Was ist alkoholfreier Wein überhaupt?
Als wir angefangen haben, uns intensiver mit alkoholfreiem Wein zu beschäftigen, sind wir immer wieder auf dieselbe Frage gestoßen: "Ist das nicht einfach Traubensaft?"
Ehrlich gesagt konnten wir diese Skepsis zunächst nachvollziehen. Viele Menschen verbinden alkoholfreie Weine mit Produkten, die vor allem eines sein wollten: möglichst nah an ihrem alkoholhaltigen Vorbild. Die Ergebnisse waren nicht immer überzeugend.

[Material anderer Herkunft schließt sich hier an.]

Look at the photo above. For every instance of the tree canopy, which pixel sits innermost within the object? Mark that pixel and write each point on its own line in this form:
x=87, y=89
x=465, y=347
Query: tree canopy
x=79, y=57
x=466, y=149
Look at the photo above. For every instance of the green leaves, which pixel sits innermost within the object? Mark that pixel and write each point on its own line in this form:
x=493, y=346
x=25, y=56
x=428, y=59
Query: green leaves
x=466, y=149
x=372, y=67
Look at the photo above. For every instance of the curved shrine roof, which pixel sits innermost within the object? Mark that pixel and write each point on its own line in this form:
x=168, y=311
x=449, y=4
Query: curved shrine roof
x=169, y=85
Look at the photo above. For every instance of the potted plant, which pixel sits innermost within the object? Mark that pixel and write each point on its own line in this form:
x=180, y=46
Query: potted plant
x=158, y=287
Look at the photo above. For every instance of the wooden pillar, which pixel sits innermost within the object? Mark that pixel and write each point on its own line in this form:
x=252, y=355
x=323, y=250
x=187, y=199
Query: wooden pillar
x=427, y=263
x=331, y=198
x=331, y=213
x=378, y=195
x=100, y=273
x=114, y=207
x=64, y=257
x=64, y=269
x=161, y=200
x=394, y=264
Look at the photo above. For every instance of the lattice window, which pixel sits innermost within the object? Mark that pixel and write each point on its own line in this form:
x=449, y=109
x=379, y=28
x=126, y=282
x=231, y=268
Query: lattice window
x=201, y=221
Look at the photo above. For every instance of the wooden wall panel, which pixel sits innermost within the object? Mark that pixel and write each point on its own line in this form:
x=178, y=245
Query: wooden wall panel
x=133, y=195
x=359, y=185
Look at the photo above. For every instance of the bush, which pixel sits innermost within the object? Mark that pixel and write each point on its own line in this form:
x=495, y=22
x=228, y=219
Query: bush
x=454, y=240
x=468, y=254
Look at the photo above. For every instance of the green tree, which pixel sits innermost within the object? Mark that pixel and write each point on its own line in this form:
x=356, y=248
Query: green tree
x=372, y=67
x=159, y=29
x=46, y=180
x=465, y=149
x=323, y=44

In den vergangenen Jahren hat sich jedoch viel verändert. Heute gibt es Produzentinnen und Produzenten, die mit großer Sorgfalt und handwerklichem Anspruch an alkoholfreien Getränken arbeiten. Manche konzentrieren sich darauf, hochwertige Weine zu entalkoholisieren. Andere gehen noch einen Schritt weiter und entwickeln völlig neue Geschmackswelten.
Genau das hat uns von Anfang an fasziniert. Beim Thema alkoholfrei geht es längst nicht mehr um Verzicht oder Ersatz. Es entsteht eine eigenständige Genusskultur, die neugierig macht und überrascht.
Doch was genau ist alkoholfreier Wein eigentlich? Wie wird er hergestellt? Und warum schmecken manche Produkte deutlich spannender als andere? Genau diesen Fragen möchten wir in diesem Artikel nachgehen.
Was versteht man unter alkoholfreiem Wein?
Die kurze Antwort lautet: Alkoholfreier Wein ist zunächst einmal echter Wein.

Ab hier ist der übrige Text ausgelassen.